Eminence found that they were unable to get significant distortion reduction below 150Hz from a shorting ring. The reason is pretty simple - The shorting ring works like a transformer winding, and it has to inductively couple enough energy to create a magnetic field large enough to offset the difference in force caused by flux modulation. As frequency goes down, this becomes harder and harder to do and the size of the ring becomes prohibitively large. The volume displaced by the ring makes magnet size smaller so more magnet has to be added to compensate and the requirements become a vicious cycle. So there just isn't enough "meat" to make a good flux stabilized subwoofer.

Another solution presents itself, and that is the push-pull configuration. Push-pull drive is pretty simple to implement, from an engineering perspective. All you have to do is take two identical motors and run them in opposite directions. Position them so that the drive force combines in an additive fashion, and voila! You have push-pull drive. Any asymmetries in an individual drive unit will cancel by using complementary pairs. Essentially you have a strong motor and a weak motor on each half cycle. On each contiguous half cycle, the strong one and the weak one flip.
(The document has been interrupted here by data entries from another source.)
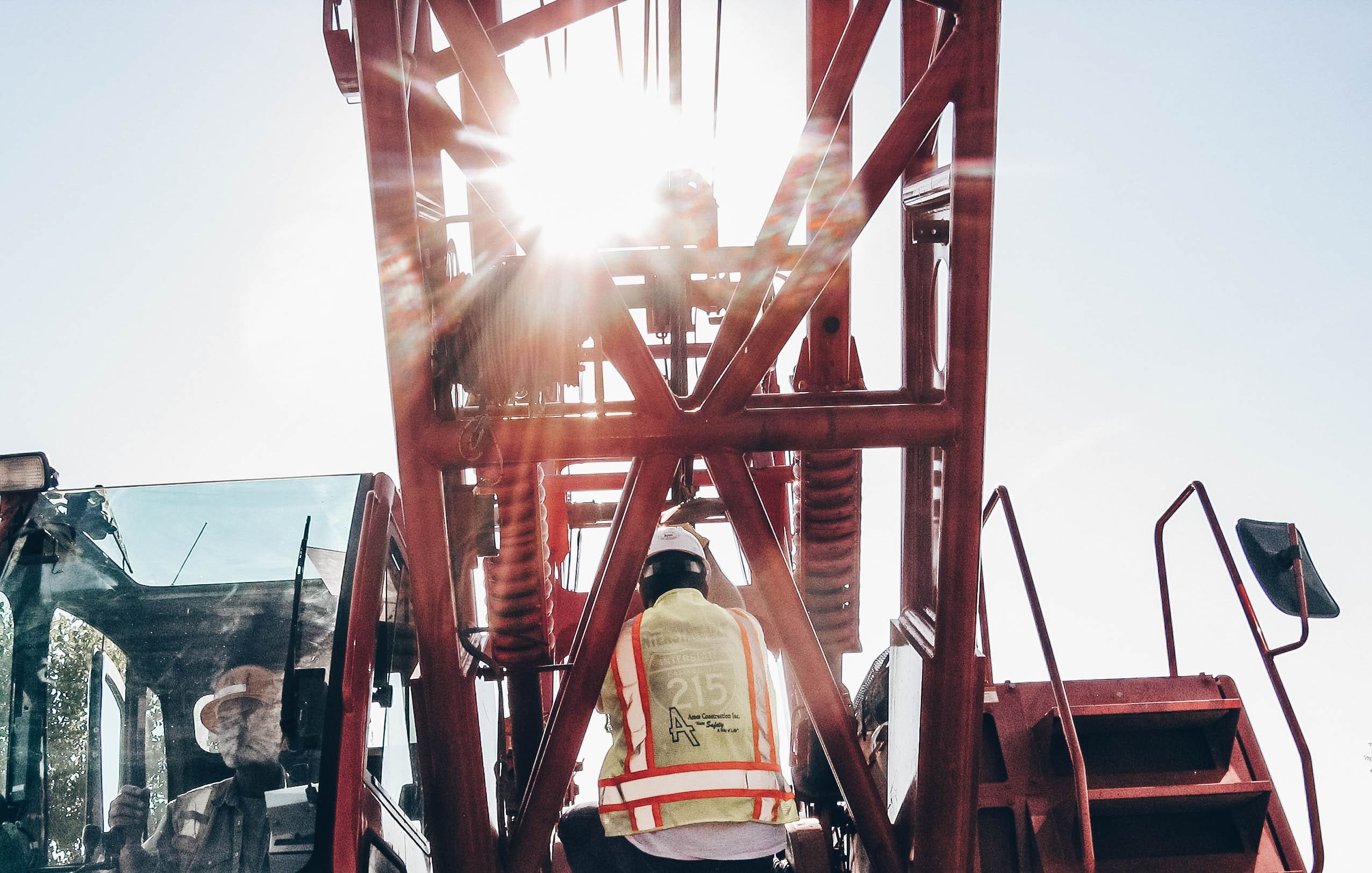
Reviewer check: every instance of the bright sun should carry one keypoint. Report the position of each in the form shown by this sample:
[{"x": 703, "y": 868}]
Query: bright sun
[{"x": 589, "y": 164}]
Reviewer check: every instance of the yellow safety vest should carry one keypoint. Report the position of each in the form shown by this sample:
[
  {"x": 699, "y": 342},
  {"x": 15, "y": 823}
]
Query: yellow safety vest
[{"x": 694, "y": 714}]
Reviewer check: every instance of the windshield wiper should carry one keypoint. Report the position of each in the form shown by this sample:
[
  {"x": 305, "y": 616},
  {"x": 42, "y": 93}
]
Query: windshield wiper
[
  {"x": 187, "y": 555},
  {"x": 290, "y": 714}
]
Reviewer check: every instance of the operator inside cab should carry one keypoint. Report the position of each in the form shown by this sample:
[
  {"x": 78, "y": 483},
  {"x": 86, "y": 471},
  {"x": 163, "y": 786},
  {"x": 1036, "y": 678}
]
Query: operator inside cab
[{"x": 694, "y": 777}]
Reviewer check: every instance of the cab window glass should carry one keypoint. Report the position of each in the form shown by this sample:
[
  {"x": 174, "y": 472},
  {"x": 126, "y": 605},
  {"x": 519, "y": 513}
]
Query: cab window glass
[
  {"x": 120, "y": 610},
  {"x": 391, "y": 735},
  {"x": 85, "y": 712}
]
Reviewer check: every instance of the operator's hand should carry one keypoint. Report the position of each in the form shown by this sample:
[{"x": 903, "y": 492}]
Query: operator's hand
[{"x": 130, "y": 809}]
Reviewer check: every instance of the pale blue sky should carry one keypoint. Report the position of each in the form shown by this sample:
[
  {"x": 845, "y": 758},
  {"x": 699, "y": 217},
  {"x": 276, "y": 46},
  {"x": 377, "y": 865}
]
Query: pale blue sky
[{"x": 1180, "y": 290}]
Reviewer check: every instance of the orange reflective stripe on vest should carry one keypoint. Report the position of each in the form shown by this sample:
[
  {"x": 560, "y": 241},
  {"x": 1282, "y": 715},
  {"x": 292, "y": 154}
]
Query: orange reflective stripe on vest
[{"x": 644, "y": 787}]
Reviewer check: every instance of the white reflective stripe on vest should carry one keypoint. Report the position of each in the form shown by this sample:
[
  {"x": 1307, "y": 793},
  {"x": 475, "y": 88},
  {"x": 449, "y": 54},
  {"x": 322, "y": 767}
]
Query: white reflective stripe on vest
[
  {"x": 637, "y": 729},
  {"x": 766, "y": 809},
  {"x": 664, "y": 787},
  {"x": 758, "y": 685}
]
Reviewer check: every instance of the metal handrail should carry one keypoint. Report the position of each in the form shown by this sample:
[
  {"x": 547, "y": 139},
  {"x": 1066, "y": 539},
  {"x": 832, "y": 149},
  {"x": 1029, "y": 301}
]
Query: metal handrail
[
  {"x": 1060, "y": 692},
  {"x": 1268, "y": 654}
]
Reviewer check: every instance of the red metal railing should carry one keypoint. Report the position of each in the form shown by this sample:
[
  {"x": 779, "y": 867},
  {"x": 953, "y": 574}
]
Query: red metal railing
[
  {"x": 1268, "y": 654},
  {"x": 1060, "y": 692}
]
This can be as simple as taking two identical loudspeakers and running one backwards on the baffle. You have to also reverse polarity on the reverse-mounted driver so their acoustic outputs are in phase. Best results are obtained when the drivers are matched. For example, see the harmonic spectrum charts below:

Harmonic Spectrum of (left) dual woofers on a baffle and (right) push-pull woofers on baffle

The charts above show the harmonic spectrum of a high-power 30Hz sine applied to a pair of identical woofers on a baffle. The chart on the right has the woofers mounted in push-pull. Notice that the second harmonic is 25dB lower than the dual-woofer configuration that doesn't employ push-pull drive.

You can also take two identical motors run in opposite directions and physically connect them to a common point on a diaphragm. This is another approach that does the same thing. In either case, the solution is essentially mechanical, using two drive units. Each one alternates between being slightly stronger and slightly weaker on each half cycle. The net force is equalized by having them work as a complementary pair.

The push-pull configuration is easy to implement because it can be accomplished with standard drivers. It works best at low frequencies with drivers physically close together, especially when operated in a common chamber. The further apart they are, the less coupling is provided. So the push-pull arrangement is very well suited to subwoofers whereas shorting rings are better suited for midbass, midrange and higher frequency drivers.

Push-pull drive is particularly attractive when used in a horn subwoofer. The front chamber and mass-rolloff tend to reduce third and higher harmonics. Push-pull drive reduces the second harmonic. This in addition to the already low distortion due to reduced excursion from horn loading. Horn subwoofers with push-pull drive offer excellent low-distortion performance even at very high power levels.